You can get the key in python with:

secrets.get(uid="example")

Copy Secret

This only works in the CLI:

secrets copy

or if you already know the uid:

secrets copy -a --uid example

List Secret(s)

With the CLI:

secrets list

pssm.secrets-list.jpg

In python:

secrets.uids

Forget Secrets(s)

With the CLI:

secrets forget

or if you already know the uid:

secrets forget -a --uid example

In python:

secrets.forget(uid="example")

Architecture

By default the package will create a secrets.toml file in a .secrets directory in your home folder, which is where data is stored. More info may be added here in the future.

Architecture Notes
  • In future versions secret groups may be added, which is why it (.secrets) is a directory.
  • Does this work on windows? I haven't tested, lmk on GitHub if it doesn't but you'd like to use it.
  • Conceivably, if someone got your secrets.toml file they'd have all your secrets, but seeing as a decent fraction of AWS free tier users still just put their root keys in the ~/.aws directory, I figure this is 'secure enough' in the worldly context for right now.
    • That said, at a later date I'd like to add encryption options, though doing so would make this 'less simple'.
    • Specifically, I imagine if a package user did use a gitignored secrets.yaml (or equiv.) file in their repository, but that only contained the keys to the secret group for the secrets held in secrets.toml, then a malicious actor who just steals the secrets.toml file wouldn't get anything useful, but also if you accidentally commit your secrets.yaml you've only actually committed the keys used to unlock your local secrets, which can be solved easily enough by refreshing these keys.
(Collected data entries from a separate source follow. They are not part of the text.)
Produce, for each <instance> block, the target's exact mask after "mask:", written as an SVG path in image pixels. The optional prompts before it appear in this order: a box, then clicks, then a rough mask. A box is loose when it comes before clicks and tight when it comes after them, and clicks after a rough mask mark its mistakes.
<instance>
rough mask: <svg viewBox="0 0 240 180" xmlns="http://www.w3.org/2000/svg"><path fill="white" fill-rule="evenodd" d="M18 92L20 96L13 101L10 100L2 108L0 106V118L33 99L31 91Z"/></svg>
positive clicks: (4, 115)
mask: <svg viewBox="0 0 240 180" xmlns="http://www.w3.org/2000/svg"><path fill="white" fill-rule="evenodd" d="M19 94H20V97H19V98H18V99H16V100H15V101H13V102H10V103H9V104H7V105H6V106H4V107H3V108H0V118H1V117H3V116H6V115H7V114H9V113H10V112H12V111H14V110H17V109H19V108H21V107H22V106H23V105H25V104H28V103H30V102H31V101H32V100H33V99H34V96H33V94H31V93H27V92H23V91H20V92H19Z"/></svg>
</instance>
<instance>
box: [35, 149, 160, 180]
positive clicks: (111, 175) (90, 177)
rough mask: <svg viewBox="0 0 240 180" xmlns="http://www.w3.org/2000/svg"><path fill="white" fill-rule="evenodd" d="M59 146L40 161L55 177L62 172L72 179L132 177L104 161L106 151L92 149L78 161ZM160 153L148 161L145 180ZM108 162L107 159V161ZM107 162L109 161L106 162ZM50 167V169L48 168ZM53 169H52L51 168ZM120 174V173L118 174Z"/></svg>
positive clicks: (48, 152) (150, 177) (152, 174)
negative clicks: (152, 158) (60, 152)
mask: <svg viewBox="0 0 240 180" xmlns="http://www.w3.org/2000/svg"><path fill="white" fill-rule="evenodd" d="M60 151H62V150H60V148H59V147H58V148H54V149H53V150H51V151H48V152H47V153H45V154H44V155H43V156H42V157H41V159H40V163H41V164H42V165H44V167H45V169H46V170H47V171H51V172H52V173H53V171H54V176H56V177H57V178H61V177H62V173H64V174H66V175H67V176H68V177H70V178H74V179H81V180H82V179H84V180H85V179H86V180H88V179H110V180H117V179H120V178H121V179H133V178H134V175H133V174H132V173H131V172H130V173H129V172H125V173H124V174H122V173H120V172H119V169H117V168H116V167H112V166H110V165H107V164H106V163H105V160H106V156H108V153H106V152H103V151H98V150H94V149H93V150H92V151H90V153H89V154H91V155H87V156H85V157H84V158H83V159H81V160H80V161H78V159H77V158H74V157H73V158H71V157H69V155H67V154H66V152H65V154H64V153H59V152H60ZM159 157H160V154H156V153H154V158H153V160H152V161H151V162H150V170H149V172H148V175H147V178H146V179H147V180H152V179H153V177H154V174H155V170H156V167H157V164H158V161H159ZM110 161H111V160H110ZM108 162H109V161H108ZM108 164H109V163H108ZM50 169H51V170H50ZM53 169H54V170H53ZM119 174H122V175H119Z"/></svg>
Committing secrets wouldn't even technically be security violation then, though TBH would still be pretty wierd.
      • Of course, if someone has access to your computer and the secrets.toml file is encrypted with keys in the yaml in a given repository, they can still access the real keys in the toml, they would just need to find where they are referenced. So this wouldn't be a huge security benefit insofar as it's not actually secure beyond the laziness of the would be hacker.
        • This could be ameliorated by storing decryption keys in 1P.
          • But you might as well just use 1P CLI then...
        • Could add logs to ameliorate this.
        • I should probably just learn how to use the 1P CLI. I just realized that probably does exactly what I want and is way more secure than anything I can create.
        • Maybe I could integrate this package with 1P? A bit of a sunk cost development effort...
          • In fairness, maybe this is useful insofar as it's more secure than including ignored secrets in your repository, but more simple than whatever the 1P CLI does, though I haven't bothered to check that yet.

Changelog

0.1.2

  • Make dependency groups optional.
0.1.1
  • Implement basic features documented on initial version of documentation site. Future changelogs will include more information about specific features.
0.1.0
  • Initial PyPi push, this version is broken.

Tasks

  • Refactor listing secrets to return a list of Secret objects, differentiate it from CLI.
    • Related: Add CLI uids list
  • Add multiple parameters inputs for -a mode in CLI to:
    • view
    • keep
    • forget
  • Reload secrets before returning properties
    • This fixes issue where something is added via CLI but in memory secrets don't change.